According to American Hospital Association data, hospital admissions dropped 15.1 percent -- from 36.3 million to 30.8 million between 1982 and 1992. During the same period, Wisconsin inpatient admission dropped 24.2 percent -- from 765,000 to 580,000 -- a margin which implies more effective levels of service by state hospitals. The number of corresponding hospital inpatient days fell 24.5 percent nationally and 38.9 percent in Wisconsin.

"The word 'hospital' is no longer a meaningful term," Size says. "We have to be thinking of the entire picture as a health-care delivery system with different components."

Hymans agrees based on nothing more than the change in the number of beds at Memorial Medical Center. "We started out as a 140-bed hospital, but that was a number that never really had any meaning," he says. "Right now we're licensed for between 105 and 110 beds but we really consider usage in the 70- to 75-bed range."

That decline also is indicated in both national and state trends. From 1982 to 1992, as in-patient admission declined, outpatient visits rose dramatically. Nationally, outpatient visits increased from 248.1 million to 348.5 million, a rise of 40.5 percent. In Wisconsin, outpatient visits grew from 4.4 million to almost seven million, an increase of 59.7 percent. Taken together with inpatient admission, overall visits per hospital jumped 54 percent nationwide, compared to 78.6 percent in Wisconsin.

But the nature of the market was changing, and Wisconsin's rural and specialty hospitals began to close their doors as the medical community sought greater economies of scale. Communities like Algoma in the east, Mondovi in the west, New Berlin in the south and Washburn in the north once had their own hospitals.

But no more. Between 1980 and 1993, 11 rural community and 14 psychiatric and AODA hospitals shut down in Wisconsin. Many of the rural institutions were victims of a disproportionate number of Medicare and Medicaid patients reimbursing the institution at below-market rates. And other rural hospitals could follow, especially in light of employers who insist that prepaid providers can bring even greater economies of scale to rural settings.

"Despite the apparent logic, those arguments don't always work," Hymans says. "In some cases, in fact, the effect is just the opposite."

Citing statistics from the Office of Health Care Information, Hymans notes that the average cost of newborn delivery in Wisconsin is $2,365. The smallest provider groups average only $1,745 per newborn delivery, while the largest groups average $2,771. The same holds true for simple pneumonia. The state average is $6,968 for treatment with the smallest provider groups averaging only $5,496. The largest groups, on the other hand, average $7,882.

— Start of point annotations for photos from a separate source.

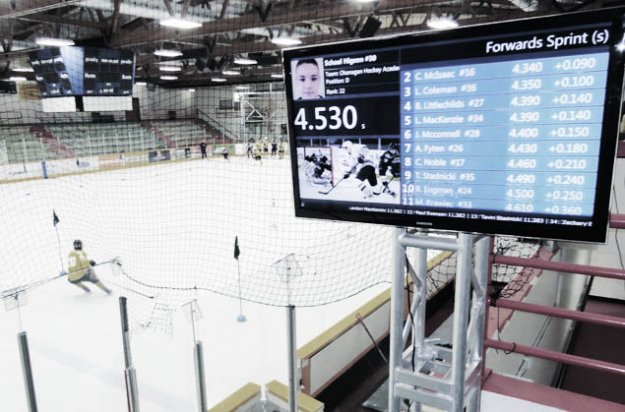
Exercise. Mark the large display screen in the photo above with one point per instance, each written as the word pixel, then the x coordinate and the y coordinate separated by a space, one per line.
pixel 509 128
pixel 58 71
pixel 89 71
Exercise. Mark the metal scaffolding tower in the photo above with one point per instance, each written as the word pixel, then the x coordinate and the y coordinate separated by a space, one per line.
pixel 420 371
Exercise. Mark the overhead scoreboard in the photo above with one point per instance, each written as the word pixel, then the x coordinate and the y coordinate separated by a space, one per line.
pixel 508 128
pixel 88 71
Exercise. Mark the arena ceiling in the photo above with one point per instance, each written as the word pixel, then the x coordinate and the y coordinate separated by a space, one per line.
pixel 237 28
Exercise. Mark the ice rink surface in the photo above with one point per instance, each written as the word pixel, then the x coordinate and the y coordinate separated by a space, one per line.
pixel 172 227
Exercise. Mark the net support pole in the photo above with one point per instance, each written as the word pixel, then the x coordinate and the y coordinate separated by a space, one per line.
pixel 27 371
pixel 129 372
pixel 293 381
pixel 397 312
pixel 199 376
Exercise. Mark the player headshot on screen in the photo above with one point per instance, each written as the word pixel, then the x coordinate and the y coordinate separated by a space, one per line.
pixel 308 79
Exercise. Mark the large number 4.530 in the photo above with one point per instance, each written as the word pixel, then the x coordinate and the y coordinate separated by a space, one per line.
pixel 333 118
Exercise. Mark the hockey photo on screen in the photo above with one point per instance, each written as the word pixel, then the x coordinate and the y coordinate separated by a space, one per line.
pixel 349 171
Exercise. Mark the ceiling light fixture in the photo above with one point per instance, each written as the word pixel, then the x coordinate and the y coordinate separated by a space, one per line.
pixel 167 53
pixel 49 41
pixel 442 22
pixel 180 23
pixel 286 41
pixel 244 61
pixel 23 69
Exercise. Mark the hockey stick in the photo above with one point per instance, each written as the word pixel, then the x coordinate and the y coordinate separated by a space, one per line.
pixel 387 183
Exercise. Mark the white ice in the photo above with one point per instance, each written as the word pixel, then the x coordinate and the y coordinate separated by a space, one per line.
pixel 171 225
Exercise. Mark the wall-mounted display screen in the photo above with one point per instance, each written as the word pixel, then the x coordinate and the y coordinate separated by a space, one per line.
pixel 58 71
pixel 89 71
pixel 508 128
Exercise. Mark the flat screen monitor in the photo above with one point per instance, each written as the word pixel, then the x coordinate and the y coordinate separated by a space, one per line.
pixel 507 128
pixel 58 71
pixel 88 71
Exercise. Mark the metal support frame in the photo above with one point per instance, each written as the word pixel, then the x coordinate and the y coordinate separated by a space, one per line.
pixel 130 374
pixel 293 380
pixel 420 371
pixel 28 372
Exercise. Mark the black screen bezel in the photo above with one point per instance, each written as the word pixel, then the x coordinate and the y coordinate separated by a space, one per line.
pixel 596 233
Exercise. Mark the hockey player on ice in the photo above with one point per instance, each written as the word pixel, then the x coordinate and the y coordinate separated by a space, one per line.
pixel 318 168
pixel 360 164
pixel 389 167
pixel 80 270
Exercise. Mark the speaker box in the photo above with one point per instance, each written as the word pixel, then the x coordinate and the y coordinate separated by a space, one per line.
pixel 370 27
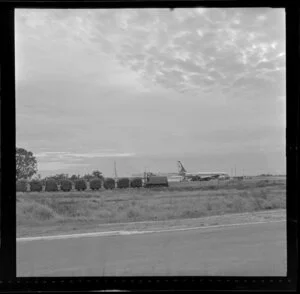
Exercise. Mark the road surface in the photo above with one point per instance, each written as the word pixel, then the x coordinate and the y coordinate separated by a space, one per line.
pixel 247 250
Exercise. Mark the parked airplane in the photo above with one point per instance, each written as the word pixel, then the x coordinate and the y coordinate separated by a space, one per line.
pixel 200 176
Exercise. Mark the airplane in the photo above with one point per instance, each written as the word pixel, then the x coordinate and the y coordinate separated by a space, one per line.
pixel 200 176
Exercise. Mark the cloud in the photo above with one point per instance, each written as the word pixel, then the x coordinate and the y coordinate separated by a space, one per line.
pixel 100 84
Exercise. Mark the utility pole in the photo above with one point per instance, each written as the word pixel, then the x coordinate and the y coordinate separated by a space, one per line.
pixel 116 175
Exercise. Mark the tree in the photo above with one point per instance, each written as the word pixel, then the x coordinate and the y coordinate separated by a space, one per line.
pixel 26 164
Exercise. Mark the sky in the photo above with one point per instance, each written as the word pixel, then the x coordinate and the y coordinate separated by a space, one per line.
pixel 148 87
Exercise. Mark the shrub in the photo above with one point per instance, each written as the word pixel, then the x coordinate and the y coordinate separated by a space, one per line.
pixel 66 185
pixel 51 186
pixel 123 183
pixel 95 184
pixel 21 186
pixel 36 186
pixel 80 185
pixel 136 183
pixel 109 183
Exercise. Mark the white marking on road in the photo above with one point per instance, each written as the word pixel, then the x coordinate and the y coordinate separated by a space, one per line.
pixel 120 233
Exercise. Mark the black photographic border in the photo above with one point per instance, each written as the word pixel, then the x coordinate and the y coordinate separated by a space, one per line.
pixel 9 281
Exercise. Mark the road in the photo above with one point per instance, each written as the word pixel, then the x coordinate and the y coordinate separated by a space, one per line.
pixel 248 250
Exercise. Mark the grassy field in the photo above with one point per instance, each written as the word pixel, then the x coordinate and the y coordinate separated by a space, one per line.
pixel 61 211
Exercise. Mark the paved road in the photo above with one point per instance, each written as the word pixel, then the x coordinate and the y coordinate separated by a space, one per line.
pixel 254 249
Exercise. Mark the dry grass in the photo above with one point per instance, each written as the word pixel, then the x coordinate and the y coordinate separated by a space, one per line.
pixel 180 200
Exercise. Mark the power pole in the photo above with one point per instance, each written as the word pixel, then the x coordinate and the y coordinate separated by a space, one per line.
pixel 115 168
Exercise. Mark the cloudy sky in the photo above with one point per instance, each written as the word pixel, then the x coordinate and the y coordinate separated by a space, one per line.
pixel 148 87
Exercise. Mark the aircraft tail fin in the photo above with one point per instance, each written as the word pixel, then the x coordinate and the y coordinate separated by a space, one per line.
pixel 181 169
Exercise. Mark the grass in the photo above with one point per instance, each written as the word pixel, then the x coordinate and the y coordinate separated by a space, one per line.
pixel 180 200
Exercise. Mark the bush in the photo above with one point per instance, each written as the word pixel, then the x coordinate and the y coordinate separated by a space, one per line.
pixel 123 183
pixel 136 183
pixel 80 185
pixel 109 183
pixel 95 184
pixel 21 186
pixel 51 186
pixel 66 185
pixel 36 186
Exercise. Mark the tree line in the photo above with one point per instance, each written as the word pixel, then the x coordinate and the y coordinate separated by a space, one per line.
pixel 26 169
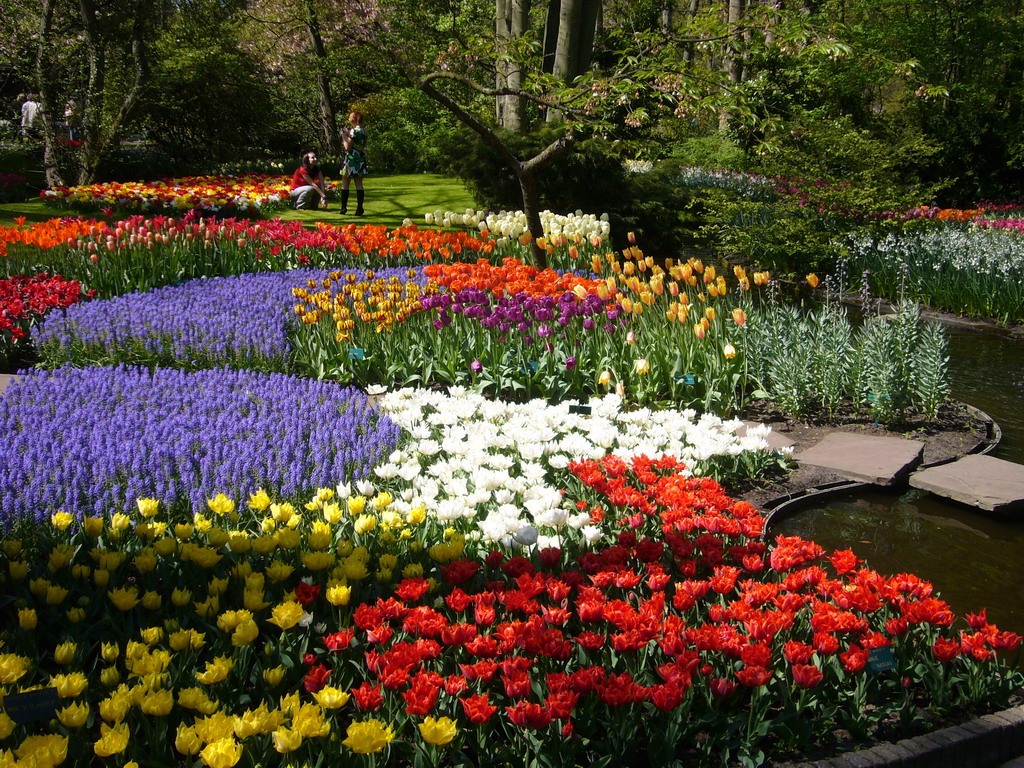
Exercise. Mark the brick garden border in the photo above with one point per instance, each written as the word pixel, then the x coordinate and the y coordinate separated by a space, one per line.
pixel 983 742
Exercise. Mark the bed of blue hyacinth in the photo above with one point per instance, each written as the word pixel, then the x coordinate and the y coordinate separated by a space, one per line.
pixel 209 560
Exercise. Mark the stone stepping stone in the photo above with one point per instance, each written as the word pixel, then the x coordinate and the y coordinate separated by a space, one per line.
pixel 6 380
pixel 880 461
pixel 982 481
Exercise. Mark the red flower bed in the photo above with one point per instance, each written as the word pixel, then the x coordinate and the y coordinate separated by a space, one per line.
pixel 687 622
pixel 24 300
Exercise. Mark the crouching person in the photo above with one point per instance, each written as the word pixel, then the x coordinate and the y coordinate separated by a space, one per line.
pixel 308 187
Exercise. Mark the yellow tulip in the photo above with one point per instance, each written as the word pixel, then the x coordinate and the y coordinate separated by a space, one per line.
pixel 220 505
pixel 186 741
pixel 147 507
pixel 74 715
pixel 113 739
pixel 287 615
pixel 42 751
pixel 27 619
pixel 331 698
pixel 60 520
pixel 286 740
pixel 259 501
pixel 65 653
pixel 224 753
pixel 437 731
pixel 368 736
pixel 158 704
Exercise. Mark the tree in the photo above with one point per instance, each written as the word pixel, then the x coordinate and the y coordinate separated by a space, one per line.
pixel 299 38
pixel 208 96
pixel 108 38
pixel 463 59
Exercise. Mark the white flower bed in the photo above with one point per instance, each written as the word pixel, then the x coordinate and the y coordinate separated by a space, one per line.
pixel 495 464
pixel 513 223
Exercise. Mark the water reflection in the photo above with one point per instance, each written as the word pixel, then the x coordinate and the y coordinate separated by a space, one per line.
pixel 974 560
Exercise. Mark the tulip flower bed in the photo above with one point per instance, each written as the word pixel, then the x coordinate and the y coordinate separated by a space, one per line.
pixel 240 321
pixel 251 194
pixel 513 331
pixel 88 440
pixel 496 466
pixel 360 628
pixel 24 301
pixel 137 254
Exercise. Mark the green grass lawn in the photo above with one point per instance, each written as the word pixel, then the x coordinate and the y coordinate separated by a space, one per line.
pixel 390 199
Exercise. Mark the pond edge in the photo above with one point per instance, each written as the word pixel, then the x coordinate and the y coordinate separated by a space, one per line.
pixel 986 741
pixel 790 504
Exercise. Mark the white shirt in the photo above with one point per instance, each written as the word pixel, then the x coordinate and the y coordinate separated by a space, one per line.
pixel 29 110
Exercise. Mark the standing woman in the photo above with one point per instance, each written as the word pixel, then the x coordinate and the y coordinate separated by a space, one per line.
pixel 354 138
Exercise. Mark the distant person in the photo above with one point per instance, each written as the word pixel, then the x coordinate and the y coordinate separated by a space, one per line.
pixel 30 116
pixel 354 139
pixel 71 119
pixel 308 187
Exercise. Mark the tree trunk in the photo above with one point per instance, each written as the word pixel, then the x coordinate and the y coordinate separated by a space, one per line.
pixel 92 107
pixel 531 207
pixel 733 64
pixel 511 24
pixel 47 96
pixel 775 6
pixel 733 56
pixel 573 42
pixel 691 15
pixel 525 171
pixel 329 120
pixel 100 131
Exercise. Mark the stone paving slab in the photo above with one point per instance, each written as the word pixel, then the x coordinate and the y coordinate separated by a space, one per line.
pixel 880 461
pixel 982 481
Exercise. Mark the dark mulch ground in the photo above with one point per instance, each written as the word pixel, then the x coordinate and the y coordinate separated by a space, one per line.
pixel 955 432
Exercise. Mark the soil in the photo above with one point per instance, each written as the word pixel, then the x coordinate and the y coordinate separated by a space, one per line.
pixel 956 431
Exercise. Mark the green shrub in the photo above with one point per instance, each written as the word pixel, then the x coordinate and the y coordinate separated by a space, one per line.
pixel 833 178
pixel 593 178
pixel 889 367
pixel 406 127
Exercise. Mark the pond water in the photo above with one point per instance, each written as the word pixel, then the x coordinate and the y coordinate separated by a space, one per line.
pixel 974 560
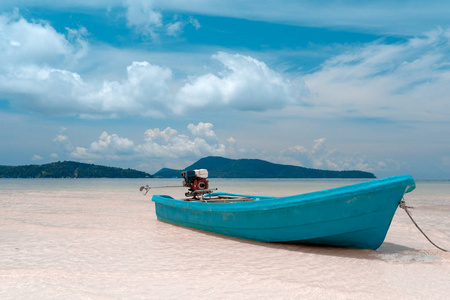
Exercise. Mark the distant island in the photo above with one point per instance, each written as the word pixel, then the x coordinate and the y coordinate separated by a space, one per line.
pixel 69 169
pixel 219 167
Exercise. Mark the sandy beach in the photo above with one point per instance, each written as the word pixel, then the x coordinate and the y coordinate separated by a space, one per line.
pixel 100 239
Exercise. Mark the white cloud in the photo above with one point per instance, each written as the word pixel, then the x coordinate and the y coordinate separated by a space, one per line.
pixel 45 83
pixel 195 22
pixel 174 29
pixel 36 157
pixel 167 143
pixel 403 81
pixel 203 130
pixel 25 43
pixel 245 84
pixel 143 17
pixel 321 156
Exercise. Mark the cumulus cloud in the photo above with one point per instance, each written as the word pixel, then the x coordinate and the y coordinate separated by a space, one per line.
pixel 321 156
pixel 148 21
pixel 403 81
pixel 25 43
pixel 36 157
pixel 44 82
pixel 143 17
pixel 203 130
pixel 167 143
pixel 245 84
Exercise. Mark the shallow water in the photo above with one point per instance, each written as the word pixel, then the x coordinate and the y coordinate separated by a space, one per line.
pixel 100 239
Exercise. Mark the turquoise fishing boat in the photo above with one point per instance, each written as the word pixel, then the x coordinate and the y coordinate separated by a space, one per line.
pixel 356 216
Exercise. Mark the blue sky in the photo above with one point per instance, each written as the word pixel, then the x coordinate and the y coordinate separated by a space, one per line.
pixel 149 84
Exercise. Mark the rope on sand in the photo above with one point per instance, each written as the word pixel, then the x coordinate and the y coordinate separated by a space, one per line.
pixel 402 204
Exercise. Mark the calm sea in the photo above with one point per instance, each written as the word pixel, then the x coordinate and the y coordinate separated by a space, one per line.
pixel 100 239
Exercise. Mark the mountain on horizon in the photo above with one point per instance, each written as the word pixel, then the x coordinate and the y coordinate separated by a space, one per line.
pixel 69 169
pixel 220 167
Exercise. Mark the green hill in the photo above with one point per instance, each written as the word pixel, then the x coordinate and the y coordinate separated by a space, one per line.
pixel 220 167
pixel 68 169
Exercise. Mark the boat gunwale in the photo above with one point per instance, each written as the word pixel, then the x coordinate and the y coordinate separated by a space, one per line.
pixel 309 198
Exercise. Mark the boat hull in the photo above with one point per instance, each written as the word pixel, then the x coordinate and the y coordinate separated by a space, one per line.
pixel 356 216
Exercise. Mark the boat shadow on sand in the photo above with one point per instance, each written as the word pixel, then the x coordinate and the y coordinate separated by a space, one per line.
pixel 385 249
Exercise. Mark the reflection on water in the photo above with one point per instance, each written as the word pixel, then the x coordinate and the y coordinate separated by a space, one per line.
pixel 99 239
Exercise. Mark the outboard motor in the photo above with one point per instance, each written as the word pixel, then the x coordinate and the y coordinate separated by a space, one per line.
pixel 195 180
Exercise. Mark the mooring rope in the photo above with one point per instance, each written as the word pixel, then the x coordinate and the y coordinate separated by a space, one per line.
pixel 402 204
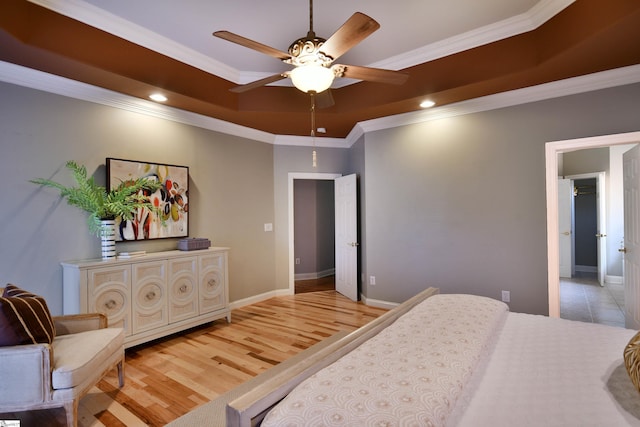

"This is really a war of perception between what we can already offer and what prepaid plan providers claim they can do," Hymans says. "We're really at the mercy of whatever program comes marching into town. I'm already anticipating pressure from Northern States Power and James River Corporation -- this area's two biggest employers -- to align with some urban-based provider in an attempt to cut costs.

"But it's really clear to all of us in rural health that no provider or insurer can write a policy for people throughout the state," Hymans adds. "Each area has its own health-care delivery challenges."

Size agrees that encroaching managed-care scenarios will help some providers bring costs and service usages more into line. He also believes it will help health maintenance organization (HMO) penetration, which runs from virtually nil in some northern counties to the state's high of 50 percent in Dane County. But he cautions all providers to reorganize to bring maximum value to the patients they serve.

"We all have our own individual demons, but most of us are in rural health because it's a local business and a community service," Size says. "Our basic fear is that health care will become a commodity sold only by a large, impersonal delivery mechanism."

And that, says Size and others would quickly become the biggest hurdle of all to effective rural health-care delivery.